Casey fikrinin bulaşıcı olduğu ortaya çıktı ve şampuan tarifi basitti. Ve çok geçmeden, burada burada, Londra berberleri berberlerde ve eczacılarda kendi eczanelerinin kozmetik bölümlerinde aynı kuru Shaempoo toz paketlerini satmaya başladılar.

Sıvı şampuan kıvamı, 1927'de Alman Schwarzkopf şirketi tarafından geliştirildi. Toz, tüm avantajlarına rağmen ciddi dezavantajlara sahipti: kağıt şampuan torbaları ıslandı ve ayrıca bazen toz tozu neden oldu alerjik reaksiyon. Sıvı şampuan daha iyi köpürdü, saçı safsızlıklardan arındırma seviyesi yükseldi. Ve sıvı şampuan dozajlaması kolaylaştı, yani daha ekonomik hale geldi.

Rus sabun yapımının tarihi

Rusya'da sabun yapmanın sırları Bizans'tan miras kaldı ve kendi usta sabun yapımcılarımız bizimle ancak 15. yüzyılda ortaya çıktı. Belli bir Gavrila Ondreev'in Tver'de "sabun kazanı ve tüm düzeni olan bir sabun mutfağı" başlattığı ve Moskova'da bir sabun sırası bile olduğu biliniyor.

Genel olarak, Rus sabun yapımı özgün bir şekilde gelişmiştir. Bunun için çok elverişli koşullar vardı: büyük yağ rezervleri, devasa ormanlar. Bütün köyler "taşıma işi" ile uğraşıyordu. Ağaçları kestiler, ormanın içinde kazanlarda yaktılar ve küllerini mayaladılar, sodalı su yaptılar, buharlaştırdılar, potas elde ettiler.

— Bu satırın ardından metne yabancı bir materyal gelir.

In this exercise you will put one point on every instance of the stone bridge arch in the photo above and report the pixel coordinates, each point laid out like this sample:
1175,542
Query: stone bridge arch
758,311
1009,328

Ormanların bu şekilde yok edilmesi yakacak odun fiyatlarının artmasına neden oldu ve bal ortadan kayboldu. Bununla birlikte, 1659'da potas işi karlı bir iş olarak kraliyet hazinesine devredildi.

Sabun yapma süreci yavaş yavaş gelişti. Kalsine edilmiş elde etmek için bir fabrika yöntemi ve kostik soda, bu da sabun üretim maliyetini önemli ölçüde azalttı.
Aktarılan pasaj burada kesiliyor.